[patch] MIPS gas problems with gcc's explicit relocs

Thiemo Seufer ica2_ts@csv.ica.uni-stuttgart.de
Fri May 28 23:32:00 GMT 2004


Maciej W. Rozycki wrote:
> On Fri, 28 May 2004, Thiemo Seufer wrote:
> 
> > Maciej W. Rozycki wrote:
> > [snip]
> > > 	asm("dla\t%0,%1" : "=r" (result) : "m" (foo));
> > [snip]
> > > 	lui	$2,%highest(foo)
> > > 	daddiu	$2,$2,%higher(foo)
> > > 	dsll	$2,$2,16
> > > 	daddiu	$2,$2,%hi(foo)
> > > 	dsll	$2,$2,16
> > > #APP
> > > 	dla	$2,%lo(foo)($2)
> > > #NO_APP
> > 
> > IMHO this is broken in the compiler. It should either only provide the
> > sympol for %1, [...]
> 
>  This is what gcc 2.95 did and it was inferior -- for each %1 reference, a
> full address load was performed.  A better alternative (and the only one
> if I'd use the "R" constraint; 2.95 got it wrong, though) would be
> finishing the address load sequence before the inline asm and substituting
> "($2)" for %1.  It would waste an instruction if %1 was used for loads and
> stores only, though.

I can't follow you here. As long as gcc is supposed to leave inline asm
alone it shouldn't attempt to do (parts of) the expansion itself. The
resulting asm should be something like

#APP
	dla	$2,foo
#NO_APP

and leave the interpretation up to the assembler.

>  I like the current behavior of gcc for being optimal.

Creating broken code can hardly be called optimal.
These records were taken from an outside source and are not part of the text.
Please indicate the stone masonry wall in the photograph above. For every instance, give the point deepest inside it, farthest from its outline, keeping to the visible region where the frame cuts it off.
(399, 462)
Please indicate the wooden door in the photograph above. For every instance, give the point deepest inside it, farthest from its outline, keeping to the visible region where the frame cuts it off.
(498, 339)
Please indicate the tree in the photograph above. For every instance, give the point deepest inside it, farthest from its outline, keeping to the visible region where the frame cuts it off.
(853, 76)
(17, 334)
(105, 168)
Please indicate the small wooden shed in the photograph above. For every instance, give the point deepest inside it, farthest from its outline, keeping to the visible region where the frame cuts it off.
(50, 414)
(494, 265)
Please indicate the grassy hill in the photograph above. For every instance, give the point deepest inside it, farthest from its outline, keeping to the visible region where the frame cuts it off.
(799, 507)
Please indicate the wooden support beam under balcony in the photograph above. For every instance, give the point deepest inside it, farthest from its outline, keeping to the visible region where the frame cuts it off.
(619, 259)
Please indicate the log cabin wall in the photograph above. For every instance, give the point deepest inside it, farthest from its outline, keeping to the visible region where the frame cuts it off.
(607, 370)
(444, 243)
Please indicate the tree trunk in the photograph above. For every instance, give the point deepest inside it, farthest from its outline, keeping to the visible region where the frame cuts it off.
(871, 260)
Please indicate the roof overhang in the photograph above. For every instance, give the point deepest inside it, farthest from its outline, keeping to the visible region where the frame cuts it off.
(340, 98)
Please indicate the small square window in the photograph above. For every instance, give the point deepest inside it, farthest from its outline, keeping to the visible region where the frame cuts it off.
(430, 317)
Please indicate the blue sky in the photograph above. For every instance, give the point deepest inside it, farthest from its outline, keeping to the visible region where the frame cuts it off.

> > [...] or handle the dla expansion correctly, preferably with
> > better optimization for superscalar processors (that is, a
> > lui - lui - daddiu - daddiu - dsll32 - daddu sequence).
> 
>  Hmm, do you suggest gcc should interpret the inline asm anyhow?

Not really. :-) I was wondering why loading the "foo" high part resulted
in a suboptimal insn sequence.

>  Anyway, I think gas should be consistent with its interpretation of 
> addresses for load/store and for load address instructions, i.e. it should 
> be possible to split:
> 
> <op>	<reg>,<addr>
> 
> into:
> 
> la	<tmp>,<addr>
> <op>	<reg>,(<tmp>)
> 
> for any valid <addr>.

This would be broken syntax.

	<op>	<reg>,<addr>

loads an absolute address in a register, while

	<op>	<reg>,<addr>(<reg2>)

loads the _content_ pointed to by reg2, with addr as offset.

	<op>	<reg>,(<reg2>)

merely means an offset of zero, and is invalid for (d)la.